To this point, I haven’t mentioned the screen size, because it hasn’t mattered.  I’ve simply stated that the five-year-olds and I were watching whatever screen size the stereographer intended.  The left- and right-eye views for something at infinite distance are separated on the screen by the 40-mm bottom of the PD range.  But suppose the five-year-olds and I go to see a movie and then later bring home a 3D DVD or Blu-ray disk of the same content.

How large is the largest screen stereographers should consider?  Is it 100 feet?  If there’s a 40-mm SID on the screen, all of the numbers above still hold.  But, if the same material, unmodified, gets put on the consumer playback medium, the ratio between the largest intended screen and the home screen becomes important.
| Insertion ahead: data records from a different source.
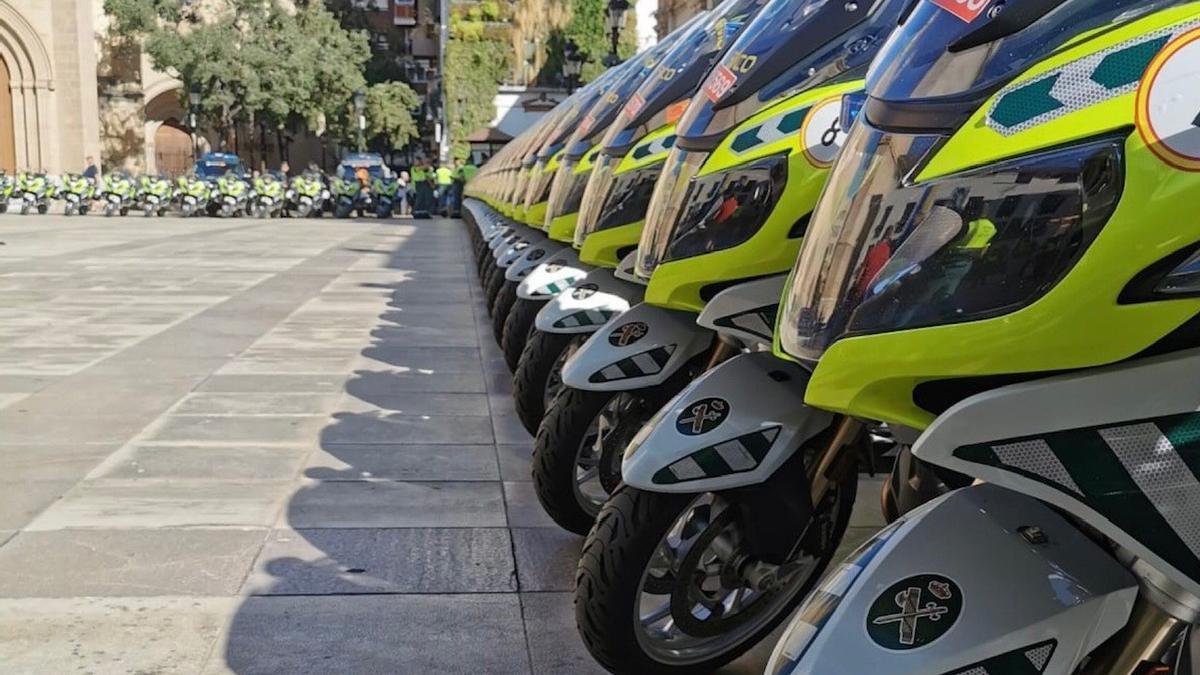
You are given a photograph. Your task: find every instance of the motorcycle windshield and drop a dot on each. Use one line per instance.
(791, 46)
(663, 97)
(964, 49)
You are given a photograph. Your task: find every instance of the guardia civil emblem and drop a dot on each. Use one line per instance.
(702, 417)
(629, 333)
(915, 611)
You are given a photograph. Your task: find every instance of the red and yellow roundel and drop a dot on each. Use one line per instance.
(1168, 103)
(821, 135)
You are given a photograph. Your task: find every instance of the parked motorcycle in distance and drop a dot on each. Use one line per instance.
(348, 196)
(118, 193)
(77, 193)
(154, 195)
(306, 196)
(192, 195)
(7, 187)
(268, 196)
(233, 195)
(384, 189)
(35, 191)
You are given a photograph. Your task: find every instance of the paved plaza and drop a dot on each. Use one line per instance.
(288, 446)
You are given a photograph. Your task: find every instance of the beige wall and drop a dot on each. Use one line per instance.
(46, 46)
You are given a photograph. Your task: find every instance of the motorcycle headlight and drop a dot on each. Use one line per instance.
(883, 254)
(718, 211)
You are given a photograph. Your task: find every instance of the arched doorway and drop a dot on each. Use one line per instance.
(7, 133)
(172, 149)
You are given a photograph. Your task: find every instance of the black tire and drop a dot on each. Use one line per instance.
(617, 551)
(495, 282)
(559, 437)
(539, 358)
(501, 309)
(516, 329)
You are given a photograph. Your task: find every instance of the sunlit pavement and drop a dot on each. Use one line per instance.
(268, 447)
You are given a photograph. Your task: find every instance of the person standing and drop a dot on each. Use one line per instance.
(445, 189)
(421, 184)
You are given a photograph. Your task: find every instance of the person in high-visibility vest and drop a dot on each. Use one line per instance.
(445, 189)
(421, 175)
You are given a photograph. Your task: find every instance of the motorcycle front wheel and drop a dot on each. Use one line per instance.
(660, 583)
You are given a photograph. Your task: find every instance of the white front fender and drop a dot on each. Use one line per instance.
(588, 304)
(531, 258)
(733, 426)
(552, 276)
(981, 580)
(637, 348)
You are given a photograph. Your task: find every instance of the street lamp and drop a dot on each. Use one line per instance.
(617, 12)
(193, 100)
(360, 106)
(573, 65)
If the largest intended screen is 100 feet and the home screen is 32 inches, then 40 mm on the giant screen becomes just over 1 mm on the home screen.  If I were to sit nine feet away, my convergence-based sensation of something at infinity would put it at about nine feet away, the same as my viewing distance; it would hardly be behind the screen at all.  And it’s not just objects at “infinity” that matter.

At right is yet another diagram.  This time, suppose that there is a negative parallax on the screen matching the viewer’s PD.  Negative parallax indicates that the right-eye view is to the left of the left-eye view.  It’s easy to see from the diagram that the object appears to come out of the screen by half of the viewing distance.  But what is that distance?

Suppose what’s coming out of the screen is an arm, from shoulder to hand.  If the viewer is sitting four feet from a TV screen, the arm is a reasonable two feet long.  If the viewer is sitting 50 feet away from a cinema screen with the same negative parallax, the same arm becomes 25 feet long.

Perhaps other visual scaling factors come into play in such situations.  After all, when we see a close up on a 2D movie screen, we don’t suddenly think the character is a gigantic monster.  But the multiple dimensions of 3DTV seem to complicate matters.

Some have proposed an alternative.  In one paper, it has been called “Just Enough Reality” (http://www.cs.cmu.edu/afs/cs/user/mws/ftp/papers/t3dvt99-final.pdf).  In another, it’s called “Kinder Gentler Stereo” (http://www.ri.cmu.edu/pub_files/pub1/siegel_mel_1999_1/siegel_mel_1999_1.pdf).

The technical term is microstereopsis.  The “bad” news about it is that it doesn’t exactly duplicate the top triangle in this post.  But, thanks to variation in human PD as well as varying viewing distances and screen sizes, it’s unlikely that any real-world 3DTV system will match that triangle.

The good news is that microstereopsis doesn’t necessarily require two lenses per 3D position.  Some of the 3D that Sony showed at the 2009 Consumer Electronics Show was shot with a single-lens microstereopsis camera (the one that drew much interest at the CEATEC show last year).  But an older system (shown in the 1970s by Digital Optical Technology Systems) didn’t require even a camera with dual image sensors.

Microstereopsis might turn out to be a bad idea — or it might be a good one.  Despite the 82 years since the first 3DTV broadcast, it’s still a young field.